New Delhi: The commerce ministry's investigation arm DGTR has not recommend further extension of bilateral safeguard duty on imports of a particular variety of palm oil from Malaysia, according to a notification.
The Directorate General of Trade Remedies (DGTR) in August last year initiated a probe into an alleged jump in imports of 'Refined Bleached Deodorised Palmolein and Refined Bleached Deodorised Palm Oil' from Malaysia, following a complaint from Solvent Extractors' Association of India.
The notification said the "director general does not recommend further extension of bilateral safeguard duty".

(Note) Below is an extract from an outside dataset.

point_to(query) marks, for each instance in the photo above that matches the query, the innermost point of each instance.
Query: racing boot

On September 4, 2019, the revenue department had imposed 5 per cent safeguard duty on imports of refined palm oil from Malaysia, taking the customs levy to 50 per cent for six months, a move aimed at protecting interest of domestic players.

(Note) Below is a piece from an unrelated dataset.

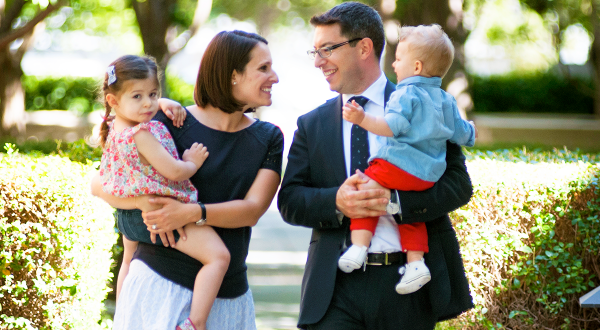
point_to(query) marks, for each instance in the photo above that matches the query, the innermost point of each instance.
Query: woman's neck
(219, 120)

It was imposed after the DGTR in a preliminary findings suggested for imposition of the duty for 180 days.
According to the final findings, the directorate has concluded that "it may not be necessary to impose safeguard duty beyond the current period of 180 days".
"It is considered that the bilateral safeguard duty imposed" on September 4, 2019 under the CECA (Comprehensive Economic Cooperation Agreement) on the imports for a period of 180 days "is sufficient in the present circumstances," it has added.
The investigation was conducted under the India-Malaysia Comprehensive Economic Cooperation Agreement (Bilateral Safeguard Measures) Rules, 2017.
The agreement is a kind of free trade pact under which both countries have reduced customs duties on several goods traded between them.
Imports from Malaysia increased from 6,26,362 MT in 2016-17 to 25,96,225 MT in Jan-June, 2019 (on annualised basis), showing an increase of 314 per cent.
Imports from other countries declined from 23,15,292 MT in 2016-17 to 7,25,210 MT in Jan-June, 2019 (on annualized basis).